第67話ニュースを見る男

 目の前ではテレビが朝のニュースを流していて、それを俺とリリアナ。カタリナが見ている。


「ふーん。犯罪の多い国なのですね」


 トーストにバターを塗って、コーヒーをブラックで飲みながらカタリナは眉を顰める。


「朝のニュースってのは大体そんなもんだしな」


 俺はそれに軽い調子で合わせると同じくブラックコーヒーを口にした。


「どうして悪いニュースばかり流すのですか?」


 基本的にニュースというのは注目を浴びなければならない。

 そして、人は他人の幸福話よりも不幸な話の方がより注目をしてしまう。


 視聴率を取る為には過激な話題やホットな話題をこぞって取り上げるのがマスメディアなのだ。


 そして、カタリナはそんな穢れに対して憤りを覚えているのだ。

 何となくこの純粋な少女の頭を俺は撫でてみる。


「どうしたのですか? サトル様」


 目をクリクリさせて俺に問いかける。頭を傾けてくるところをみるともっと撫でて欲しいのだろう。俺は気のすむままにカタリナの頭を撫で続けた。


「リリアナ。あなた妙な物でも食べたの?」


「ふぇっ?」


 話題を振られたリリアナはトーストにこんもりとマーマレードを塗る作業の手を止めると顔を上げる。


「だって変じゃない。私がサトル様に甘えているのに邪魔しないなんて」


 心ここにあらずといった感じだったリリアナだったが、カタリナの視線を受けると…………。


「な、なんでもないのですよ」


 カラ元気をだすとリリアナはその甘ったるいトーストを頬張って見せた。




「そろそろ時間だが……」


 夜になり俺はリリアナを呼び出す。


「準備できてるのですよ」


 リリアナはローブに杖を持った状態で現れた。それというのも……。


「ドラゴンの一匹や二匹。リリーが倒して見せるのです」


 これから魅音さんを救出しに異世界へと赴くからだ。

 先日、シリウスと話をしていた時にでてきた生贄反対派の筆頭がウィレット家だったのだ。


 カタリナを欠いたウィレット家は発言力を著しく落とした。

 そしてその隙を見逃す強硬派では無い。パワーバランスが崩れたのを好機と見ると魅音を生贄にすることを決定してしまった。


 その事でカタリナは人質としての価値を失う。魅音が生贄にならないための交渉材料が裏目に出たのだ。

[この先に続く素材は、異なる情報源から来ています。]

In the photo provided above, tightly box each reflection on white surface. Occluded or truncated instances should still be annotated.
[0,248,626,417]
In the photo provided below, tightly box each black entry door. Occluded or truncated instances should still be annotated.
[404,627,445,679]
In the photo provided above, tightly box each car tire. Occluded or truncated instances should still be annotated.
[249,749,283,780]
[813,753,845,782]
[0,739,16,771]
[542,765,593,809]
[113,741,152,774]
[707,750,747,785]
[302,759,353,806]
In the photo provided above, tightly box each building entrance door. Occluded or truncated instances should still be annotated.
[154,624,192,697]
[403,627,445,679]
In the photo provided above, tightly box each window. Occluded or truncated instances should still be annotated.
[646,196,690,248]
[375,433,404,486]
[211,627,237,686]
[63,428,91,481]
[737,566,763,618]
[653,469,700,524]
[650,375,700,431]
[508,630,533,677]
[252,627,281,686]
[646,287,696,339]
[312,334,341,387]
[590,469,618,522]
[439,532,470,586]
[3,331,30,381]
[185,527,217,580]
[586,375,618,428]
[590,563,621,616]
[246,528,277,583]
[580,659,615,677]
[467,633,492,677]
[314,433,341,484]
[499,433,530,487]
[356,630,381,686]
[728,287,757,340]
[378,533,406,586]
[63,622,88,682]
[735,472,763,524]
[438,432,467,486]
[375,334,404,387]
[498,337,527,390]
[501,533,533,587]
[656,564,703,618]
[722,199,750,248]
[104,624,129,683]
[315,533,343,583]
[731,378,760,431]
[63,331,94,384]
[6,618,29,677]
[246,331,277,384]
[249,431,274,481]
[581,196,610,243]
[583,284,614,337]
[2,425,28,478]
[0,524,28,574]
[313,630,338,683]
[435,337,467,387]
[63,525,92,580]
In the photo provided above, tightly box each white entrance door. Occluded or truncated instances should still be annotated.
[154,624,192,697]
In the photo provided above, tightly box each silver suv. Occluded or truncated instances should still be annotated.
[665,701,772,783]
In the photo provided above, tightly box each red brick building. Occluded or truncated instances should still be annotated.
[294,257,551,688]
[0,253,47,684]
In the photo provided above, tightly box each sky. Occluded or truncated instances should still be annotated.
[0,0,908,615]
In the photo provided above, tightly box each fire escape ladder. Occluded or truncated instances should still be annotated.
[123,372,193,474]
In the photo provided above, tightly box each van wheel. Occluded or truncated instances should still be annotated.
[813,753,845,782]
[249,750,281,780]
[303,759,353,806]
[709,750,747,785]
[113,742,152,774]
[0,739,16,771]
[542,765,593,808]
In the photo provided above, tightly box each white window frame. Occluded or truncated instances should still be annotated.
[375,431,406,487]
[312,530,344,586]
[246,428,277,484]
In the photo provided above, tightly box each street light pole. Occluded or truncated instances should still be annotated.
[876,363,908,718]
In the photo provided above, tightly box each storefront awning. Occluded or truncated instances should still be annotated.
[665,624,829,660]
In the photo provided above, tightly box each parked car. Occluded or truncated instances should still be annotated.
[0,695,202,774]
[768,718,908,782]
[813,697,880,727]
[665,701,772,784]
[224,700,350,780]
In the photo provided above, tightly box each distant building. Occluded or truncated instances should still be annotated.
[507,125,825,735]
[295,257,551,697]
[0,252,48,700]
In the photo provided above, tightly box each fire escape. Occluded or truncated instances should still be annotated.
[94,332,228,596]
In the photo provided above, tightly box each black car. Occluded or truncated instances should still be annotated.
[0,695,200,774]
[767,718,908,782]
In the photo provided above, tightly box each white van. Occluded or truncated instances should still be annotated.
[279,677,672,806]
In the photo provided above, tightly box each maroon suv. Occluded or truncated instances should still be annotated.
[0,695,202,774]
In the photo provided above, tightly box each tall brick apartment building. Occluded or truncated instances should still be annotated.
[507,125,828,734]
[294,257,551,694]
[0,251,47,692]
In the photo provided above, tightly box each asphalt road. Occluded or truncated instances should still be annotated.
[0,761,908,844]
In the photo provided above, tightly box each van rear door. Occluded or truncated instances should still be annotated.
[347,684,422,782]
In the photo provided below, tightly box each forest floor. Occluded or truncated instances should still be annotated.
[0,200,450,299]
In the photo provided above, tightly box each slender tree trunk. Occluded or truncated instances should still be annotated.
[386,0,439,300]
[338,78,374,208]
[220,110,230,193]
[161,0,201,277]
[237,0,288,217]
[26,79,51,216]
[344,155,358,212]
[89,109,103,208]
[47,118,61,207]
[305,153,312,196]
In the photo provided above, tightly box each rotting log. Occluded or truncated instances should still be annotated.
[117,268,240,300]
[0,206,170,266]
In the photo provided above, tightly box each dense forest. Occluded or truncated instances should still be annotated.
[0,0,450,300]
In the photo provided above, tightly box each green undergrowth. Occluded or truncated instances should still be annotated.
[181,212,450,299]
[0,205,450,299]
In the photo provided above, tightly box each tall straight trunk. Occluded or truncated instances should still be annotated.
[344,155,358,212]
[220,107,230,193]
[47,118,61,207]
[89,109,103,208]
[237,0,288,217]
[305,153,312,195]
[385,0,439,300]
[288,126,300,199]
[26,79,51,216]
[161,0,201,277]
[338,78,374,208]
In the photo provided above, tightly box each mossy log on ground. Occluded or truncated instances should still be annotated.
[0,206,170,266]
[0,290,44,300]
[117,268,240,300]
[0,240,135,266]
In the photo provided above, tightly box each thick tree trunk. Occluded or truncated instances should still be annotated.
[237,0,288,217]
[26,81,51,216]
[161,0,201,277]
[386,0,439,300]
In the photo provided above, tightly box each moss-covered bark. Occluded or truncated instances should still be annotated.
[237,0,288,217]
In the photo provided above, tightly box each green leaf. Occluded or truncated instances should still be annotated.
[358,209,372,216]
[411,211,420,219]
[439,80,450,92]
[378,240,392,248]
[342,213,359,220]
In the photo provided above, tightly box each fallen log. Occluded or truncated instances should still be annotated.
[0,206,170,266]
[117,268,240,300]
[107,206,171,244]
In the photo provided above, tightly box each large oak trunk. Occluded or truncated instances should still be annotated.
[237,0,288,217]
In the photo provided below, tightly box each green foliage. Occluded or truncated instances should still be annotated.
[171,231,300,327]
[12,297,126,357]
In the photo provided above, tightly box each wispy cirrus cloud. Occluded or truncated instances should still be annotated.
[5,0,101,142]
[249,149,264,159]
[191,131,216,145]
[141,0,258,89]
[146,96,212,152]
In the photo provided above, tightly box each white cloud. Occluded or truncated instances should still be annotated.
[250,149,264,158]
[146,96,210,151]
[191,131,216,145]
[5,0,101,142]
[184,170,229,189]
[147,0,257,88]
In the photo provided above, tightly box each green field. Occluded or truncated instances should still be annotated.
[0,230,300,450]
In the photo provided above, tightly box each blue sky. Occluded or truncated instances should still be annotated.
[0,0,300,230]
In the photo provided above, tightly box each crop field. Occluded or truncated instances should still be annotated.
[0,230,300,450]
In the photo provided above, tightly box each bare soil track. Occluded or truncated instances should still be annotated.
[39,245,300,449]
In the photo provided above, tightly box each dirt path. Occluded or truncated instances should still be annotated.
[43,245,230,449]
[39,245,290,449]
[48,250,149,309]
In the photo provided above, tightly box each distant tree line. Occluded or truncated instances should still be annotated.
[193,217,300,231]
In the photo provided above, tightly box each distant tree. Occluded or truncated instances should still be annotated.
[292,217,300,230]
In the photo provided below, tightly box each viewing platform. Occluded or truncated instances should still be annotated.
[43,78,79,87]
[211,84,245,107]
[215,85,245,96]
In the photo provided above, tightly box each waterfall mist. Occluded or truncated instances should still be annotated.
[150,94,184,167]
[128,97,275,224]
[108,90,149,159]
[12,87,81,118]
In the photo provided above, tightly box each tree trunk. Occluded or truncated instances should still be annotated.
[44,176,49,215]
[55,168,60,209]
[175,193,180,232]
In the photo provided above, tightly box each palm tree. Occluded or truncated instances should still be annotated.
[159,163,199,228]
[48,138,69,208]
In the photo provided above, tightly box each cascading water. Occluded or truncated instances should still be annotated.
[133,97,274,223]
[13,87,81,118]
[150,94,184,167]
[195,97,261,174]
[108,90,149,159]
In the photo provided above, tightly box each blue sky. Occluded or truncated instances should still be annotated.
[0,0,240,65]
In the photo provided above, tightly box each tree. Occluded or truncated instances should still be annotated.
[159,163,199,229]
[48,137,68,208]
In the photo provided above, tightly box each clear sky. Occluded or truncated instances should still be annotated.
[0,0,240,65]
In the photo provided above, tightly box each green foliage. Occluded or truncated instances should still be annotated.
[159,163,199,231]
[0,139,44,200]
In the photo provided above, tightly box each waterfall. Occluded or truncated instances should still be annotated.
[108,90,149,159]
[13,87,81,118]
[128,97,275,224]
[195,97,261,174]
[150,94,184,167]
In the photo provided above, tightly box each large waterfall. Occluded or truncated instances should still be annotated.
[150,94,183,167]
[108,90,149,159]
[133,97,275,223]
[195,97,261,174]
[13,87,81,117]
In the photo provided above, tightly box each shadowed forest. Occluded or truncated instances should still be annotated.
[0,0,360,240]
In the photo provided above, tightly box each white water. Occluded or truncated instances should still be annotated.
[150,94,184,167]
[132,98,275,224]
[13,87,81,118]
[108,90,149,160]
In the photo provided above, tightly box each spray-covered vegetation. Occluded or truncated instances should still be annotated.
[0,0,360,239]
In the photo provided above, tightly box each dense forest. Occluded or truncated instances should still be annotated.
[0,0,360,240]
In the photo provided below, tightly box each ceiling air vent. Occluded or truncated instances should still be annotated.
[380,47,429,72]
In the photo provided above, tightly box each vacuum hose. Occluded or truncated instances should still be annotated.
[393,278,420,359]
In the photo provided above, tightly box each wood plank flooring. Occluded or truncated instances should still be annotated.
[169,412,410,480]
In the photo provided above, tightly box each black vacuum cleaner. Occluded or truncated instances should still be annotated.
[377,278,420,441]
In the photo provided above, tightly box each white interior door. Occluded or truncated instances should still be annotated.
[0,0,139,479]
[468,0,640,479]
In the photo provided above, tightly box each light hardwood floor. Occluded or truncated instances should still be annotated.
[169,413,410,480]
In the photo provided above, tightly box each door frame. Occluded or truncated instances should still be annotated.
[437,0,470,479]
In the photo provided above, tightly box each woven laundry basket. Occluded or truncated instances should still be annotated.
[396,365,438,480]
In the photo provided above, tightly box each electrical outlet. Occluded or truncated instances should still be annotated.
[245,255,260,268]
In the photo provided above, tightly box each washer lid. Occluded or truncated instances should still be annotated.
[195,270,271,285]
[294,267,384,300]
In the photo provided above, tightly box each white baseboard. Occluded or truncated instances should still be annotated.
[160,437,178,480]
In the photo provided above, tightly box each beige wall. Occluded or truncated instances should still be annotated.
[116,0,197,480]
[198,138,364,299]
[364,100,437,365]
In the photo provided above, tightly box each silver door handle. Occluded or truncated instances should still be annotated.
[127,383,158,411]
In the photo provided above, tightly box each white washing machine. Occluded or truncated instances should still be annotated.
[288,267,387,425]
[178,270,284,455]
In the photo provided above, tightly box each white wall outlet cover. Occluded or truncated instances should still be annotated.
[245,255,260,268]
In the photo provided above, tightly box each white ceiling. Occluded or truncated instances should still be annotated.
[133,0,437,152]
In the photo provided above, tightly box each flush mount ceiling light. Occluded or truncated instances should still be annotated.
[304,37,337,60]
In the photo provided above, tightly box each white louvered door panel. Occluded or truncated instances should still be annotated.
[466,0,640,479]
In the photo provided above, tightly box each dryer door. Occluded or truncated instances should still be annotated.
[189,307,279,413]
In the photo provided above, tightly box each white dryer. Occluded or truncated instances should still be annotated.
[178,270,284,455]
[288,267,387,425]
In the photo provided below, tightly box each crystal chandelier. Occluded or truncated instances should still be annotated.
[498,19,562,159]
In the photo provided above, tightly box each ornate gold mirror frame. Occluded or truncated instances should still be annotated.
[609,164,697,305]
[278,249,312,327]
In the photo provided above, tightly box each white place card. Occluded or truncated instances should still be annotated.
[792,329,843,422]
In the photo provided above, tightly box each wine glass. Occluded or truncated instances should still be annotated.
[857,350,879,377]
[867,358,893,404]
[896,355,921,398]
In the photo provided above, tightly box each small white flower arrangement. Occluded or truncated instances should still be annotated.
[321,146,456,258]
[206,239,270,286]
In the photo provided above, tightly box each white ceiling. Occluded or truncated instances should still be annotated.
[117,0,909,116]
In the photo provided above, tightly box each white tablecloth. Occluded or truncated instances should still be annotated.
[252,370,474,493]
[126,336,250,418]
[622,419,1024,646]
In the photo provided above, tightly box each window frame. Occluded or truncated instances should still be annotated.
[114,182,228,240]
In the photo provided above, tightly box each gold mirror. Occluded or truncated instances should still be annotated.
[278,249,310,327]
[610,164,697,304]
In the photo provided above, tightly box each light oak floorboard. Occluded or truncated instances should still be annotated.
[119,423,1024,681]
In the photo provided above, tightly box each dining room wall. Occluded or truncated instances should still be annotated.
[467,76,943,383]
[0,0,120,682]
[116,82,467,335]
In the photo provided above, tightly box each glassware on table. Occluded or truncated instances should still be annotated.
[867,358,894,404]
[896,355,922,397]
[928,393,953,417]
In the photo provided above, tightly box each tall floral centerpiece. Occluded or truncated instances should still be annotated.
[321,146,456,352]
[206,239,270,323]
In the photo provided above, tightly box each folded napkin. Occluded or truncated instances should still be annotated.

 今更カタリナを戻したところで覆らない。それならば…………。


「とっとと倒して戻るのです」


 最初から知らせる事無く全て解決して見せる。


「とはいえ俺とリリアナの二人じゃな……」


 シリウスは表立って動くことが出来ない。

 相手が国を立ててきたからにはこれまでと違い交渉相手が国になる。


 なので、今回はリリアナと二人で事を納めなければならない。


「平気なのですよ。サトルさんの転移魔法があれば有利な位置から攻撃できるのです。ドラゴンの死角から攻撃して隙をついて…………」


 そう上手く行くのだろうか?

 そんな風に考えこんだ油断があったのか。俺は物影が動くのを見逃した。


「生贄に捧げられる魅音さんは助けて見せるのですよ」


「それはどういう事なんですか?」


 暗闇から現れたカタリナは揺れる瞳でリリアナに問いかけた。